Ce plan vise à poursuivre le rétablissement de la population de pygargues à tête blanche en Ontario en vue d'atteindre une population stable ou en croissance, dont la santé et la longévité ne seront pas menacées par les phénomènes naturels et les activités humaines. À cette fin, les objectifs de gestion de l'Ontario sont les suivants.

  • Surveiller les populations de pygargues à tête blanche pour assurer le rétablissement continu de la population.
  • Repérer et protéger les habitats de nidification de pygargues à tête blanche ainsi que les principaux sites d'hivernage et de repos sur les terres publiques et privées.
  • Maintenir un taux de survie élevé des pygargues à tête blanche adultes.

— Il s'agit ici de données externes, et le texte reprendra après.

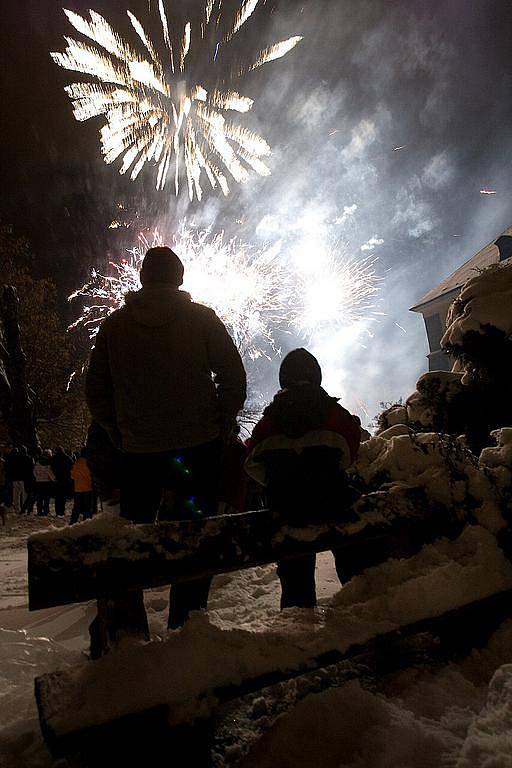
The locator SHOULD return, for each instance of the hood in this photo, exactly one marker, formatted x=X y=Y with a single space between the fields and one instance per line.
x=155 y=305
x=300 y=408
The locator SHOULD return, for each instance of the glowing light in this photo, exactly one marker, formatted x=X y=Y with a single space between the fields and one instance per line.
x=337 y=293
x=248 y=289
x=162 y=109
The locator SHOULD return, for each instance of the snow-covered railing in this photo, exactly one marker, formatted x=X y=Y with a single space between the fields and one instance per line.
x=108 y=555
x=105 y=556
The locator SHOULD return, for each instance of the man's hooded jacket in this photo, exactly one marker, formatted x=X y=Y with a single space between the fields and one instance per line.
x=150 y=383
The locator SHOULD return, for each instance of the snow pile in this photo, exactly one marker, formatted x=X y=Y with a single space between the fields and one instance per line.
x=440 y=403
x=22 y=656
x=419 y=719
x=485 y=300
x=184 y=670
x=439 y=467
x=489 y=740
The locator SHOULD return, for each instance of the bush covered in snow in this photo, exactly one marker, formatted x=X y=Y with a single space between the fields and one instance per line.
x=473 y=399
x=442 y=471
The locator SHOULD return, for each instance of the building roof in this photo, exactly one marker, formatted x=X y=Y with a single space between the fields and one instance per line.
x=488 y=255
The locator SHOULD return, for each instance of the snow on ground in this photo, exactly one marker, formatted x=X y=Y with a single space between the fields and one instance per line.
x=459 y=716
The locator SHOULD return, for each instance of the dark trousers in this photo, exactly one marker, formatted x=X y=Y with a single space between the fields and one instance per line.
x=43 y=495
x=82 y=505
x=297 y=577
x=173 y=485
x=61 y=494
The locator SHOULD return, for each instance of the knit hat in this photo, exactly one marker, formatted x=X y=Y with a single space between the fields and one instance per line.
x=298 y=366
x=161 y=265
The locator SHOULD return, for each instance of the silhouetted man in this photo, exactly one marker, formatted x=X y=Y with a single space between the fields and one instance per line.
x=166 y=382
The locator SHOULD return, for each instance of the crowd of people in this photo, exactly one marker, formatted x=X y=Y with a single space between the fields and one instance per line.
x=31 y=482
x=164 y=387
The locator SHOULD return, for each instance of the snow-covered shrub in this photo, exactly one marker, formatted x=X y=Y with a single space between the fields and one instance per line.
x=479 y=338
x=442 y=470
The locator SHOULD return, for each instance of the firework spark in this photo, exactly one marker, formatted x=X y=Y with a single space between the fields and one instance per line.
x=158 y=101
x=333 y=291
x=246 y=288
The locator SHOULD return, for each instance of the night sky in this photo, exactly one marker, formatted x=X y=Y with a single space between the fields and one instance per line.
x=370 y=75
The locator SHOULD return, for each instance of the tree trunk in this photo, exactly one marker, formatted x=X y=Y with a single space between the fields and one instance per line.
x=15 y=401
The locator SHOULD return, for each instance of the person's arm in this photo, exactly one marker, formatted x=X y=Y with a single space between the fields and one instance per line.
x=226 y=364
x=341 y=422
x=99 y=390
x=255 y=462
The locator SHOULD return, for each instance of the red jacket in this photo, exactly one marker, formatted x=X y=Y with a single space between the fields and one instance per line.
x=300 y=449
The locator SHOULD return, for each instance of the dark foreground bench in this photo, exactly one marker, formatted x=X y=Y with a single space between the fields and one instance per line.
x=107 y=556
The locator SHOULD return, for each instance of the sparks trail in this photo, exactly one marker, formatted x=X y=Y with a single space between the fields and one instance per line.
x=161 y=101
x=338 y=293
x=247 y=288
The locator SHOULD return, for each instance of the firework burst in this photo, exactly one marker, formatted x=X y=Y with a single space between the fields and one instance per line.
x=333 y=291
x=162 y=103
x=247 y=288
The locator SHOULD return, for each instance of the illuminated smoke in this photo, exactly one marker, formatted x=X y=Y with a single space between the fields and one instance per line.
x=247 y=288
x=333 y=290
x=256 y=293
x=160 y=100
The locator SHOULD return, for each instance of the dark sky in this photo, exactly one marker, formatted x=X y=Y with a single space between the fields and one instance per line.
x=369 y=76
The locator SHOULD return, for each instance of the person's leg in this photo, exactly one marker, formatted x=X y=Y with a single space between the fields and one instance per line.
x=23 y=495
x=60 y=500
x=196 y=491
x=297 y=577
x=16 y=495
x=39 y=499
x=46 y=500
x=75 y=512
x=87 y=505
x=141 y=492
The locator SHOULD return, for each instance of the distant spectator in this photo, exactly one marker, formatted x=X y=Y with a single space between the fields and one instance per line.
x=83 y=496
x=104 y=461
x=30 y=488
x=3 y=480
x=61 y=465
x=20 y=470
x=299 y=451
x=44 y=479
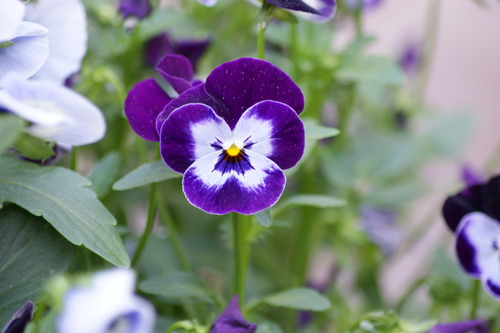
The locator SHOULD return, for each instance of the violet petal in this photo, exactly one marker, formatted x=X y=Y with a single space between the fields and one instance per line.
x=252 y=185
x=275 y=131
x=196 y=94
x=241 y=83
x=20 y=319
x=177 y=70
x=477 y=244
x=143 y=104
x=189 y=133
x=231 y=320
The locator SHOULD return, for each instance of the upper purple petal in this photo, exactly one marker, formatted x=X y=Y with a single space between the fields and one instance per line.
x=143 y=104
x=470 y=326
x=231 y=320
x=137 y=8
x=177 y=70
x=274 y=130
x=196 y=94
x=20 y=319
x=241 y=83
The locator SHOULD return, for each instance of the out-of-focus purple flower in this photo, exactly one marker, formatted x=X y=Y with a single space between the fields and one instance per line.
x=478 y=249
x=56 y=113
x=108 y=304
x=232 y=137
x=137 y=8
x=380 y=226
x=483 y=197
x=66 y=22
x=208 y=3
x=159 y=46
x=470 y=326
x=24 y=46
x=411 y=58
x=313 y=10
x=20 y=319
x=231 y=320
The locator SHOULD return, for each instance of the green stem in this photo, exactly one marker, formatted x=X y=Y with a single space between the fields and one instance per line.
x=476 y=293
x=266 y=7
x=149 y=225
x=173 y=234
x=240 y=255
x=74 y=159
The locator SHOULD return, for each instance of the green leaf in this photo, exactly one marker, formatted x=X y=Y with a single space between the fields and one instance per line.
x=264 y=218
x=58 y=194
x=104 y=173
x=318 y=132
x=144 y=175
x=313 y=200
x=32 y=251
x=33 y=148
x=176 y=285
x=284 y=15
x=10 y=127
x=371 y=69
x=300 y=299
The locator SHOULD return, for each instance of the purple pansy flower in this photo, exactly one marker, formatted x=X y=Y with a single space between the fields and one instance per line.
x=478 y=249
x=314 y=10
x=469 y=326
x=157 y=47
x=232 y=136
x=136 y=8
x=482 y=197
x=231 y=320
x=20 y=319
x=147 y=98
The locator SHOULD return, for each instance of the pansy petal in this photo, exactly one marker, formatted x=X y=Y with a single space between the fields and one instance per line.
x=177 y=70
x=28 y=53
x=325 y=8
x=196 y=94
x=477 y=243
x=455 y=208
x=11 y=16
x=143 y=104
x=191 y=131
x=274 y=130
x=246 y=188
x=81 y=121
x=67 y=24
x=294 y=5
x=241 y=83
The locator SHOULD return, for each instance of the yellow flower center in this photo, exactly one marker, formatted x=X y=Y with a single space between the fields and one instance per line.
x=233 y=150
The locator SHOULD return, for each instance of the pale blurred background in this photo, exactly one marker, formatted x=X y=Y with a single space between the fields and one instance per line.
x=464 y=77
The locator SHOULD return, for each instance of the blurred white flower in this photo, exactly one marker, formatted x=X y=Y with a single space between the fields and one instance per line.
x=108 y=305
x=67 y=25
x=29 y=32
x=24 y=46
x=56 y=113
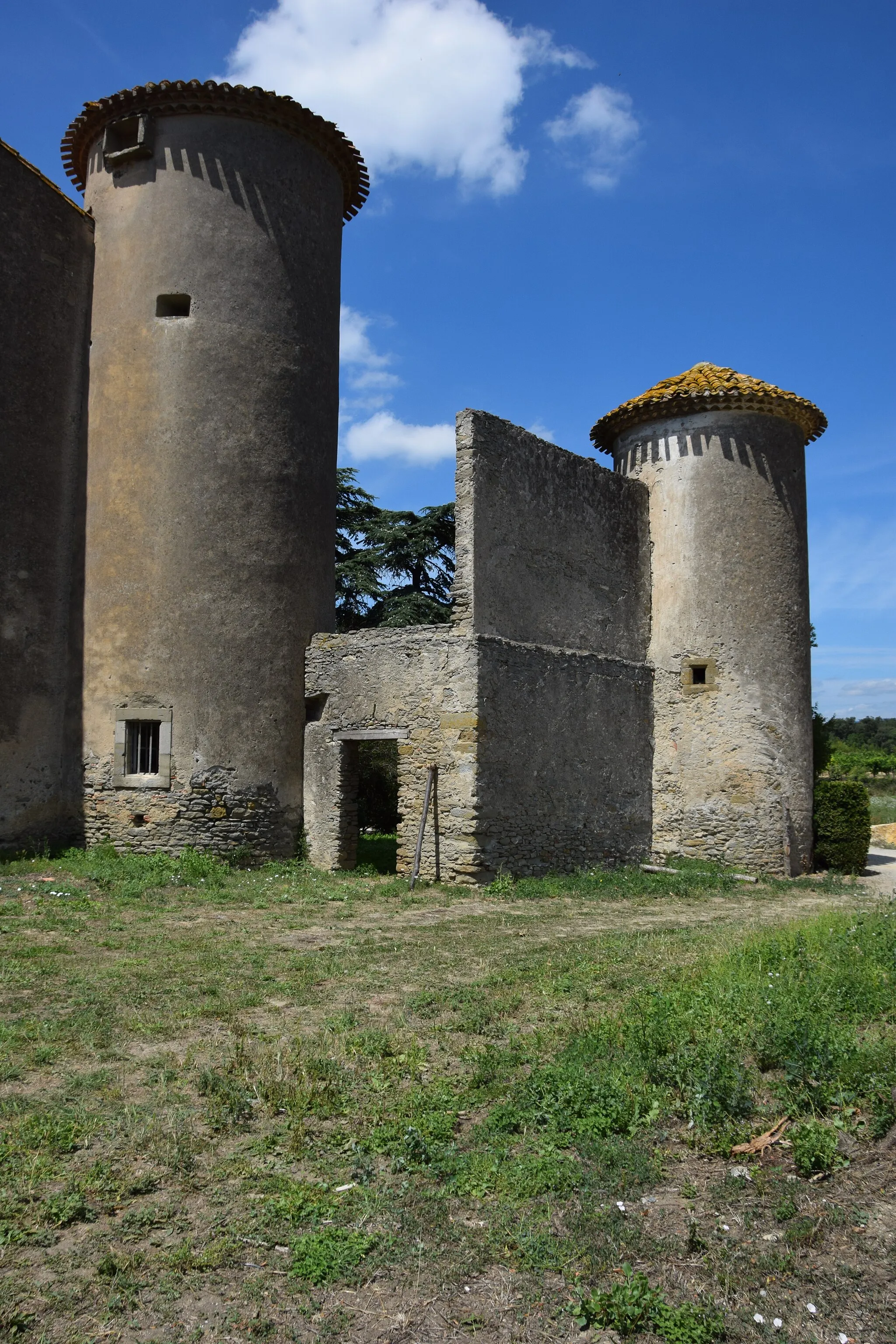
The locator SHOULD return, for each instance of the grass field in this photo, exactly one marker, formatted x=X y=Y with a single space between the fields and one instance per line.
x=290 y=1105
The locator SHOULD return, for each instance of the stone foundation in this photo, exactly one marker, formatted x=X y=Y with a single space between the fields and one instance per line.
x=210 y=812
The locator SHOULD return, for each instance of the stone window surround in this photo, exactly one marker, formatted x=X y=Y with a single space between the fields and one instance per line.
x=127 y=714
x=687 y=676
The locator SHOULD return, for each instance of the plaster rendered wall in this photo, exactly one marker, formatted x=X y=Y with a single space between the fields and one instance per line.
x=564 y=759
x=551 y=547
x=421 y=679
x=46 y=269
x=732 y=760
x=211 y=487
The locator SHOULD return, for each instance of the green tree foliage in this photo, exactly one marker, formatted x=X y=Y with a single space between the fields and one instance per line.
x=393 y=566
x=820 y=741
x=875 y=734
x=843 y=826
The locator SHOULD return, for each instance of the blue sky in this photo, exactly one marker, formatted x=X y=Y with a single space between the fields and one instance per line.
x=570 y=202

Un certain nombre d'approches de gestion ont été ciblées pour atteindre ces objectifs, notamment :

  • un programme de surveillance continue de la population;
  • la protection permanente de l'habitat du pygargue à tête blanche;
  • de la recherche pour évaluer la récente orientation stratégique de la gestion de l'habitat;
  • l'échantillonnage et l'analyse continus des contaminants;
  • des mesures de réduction de la mortalité accessoire;
  • l'étude des connaissances indigènes;
  • des produits de communication soulignant les réussites en matière de conservation et les défis du programme de rétablissement du pygargue à tête blanche.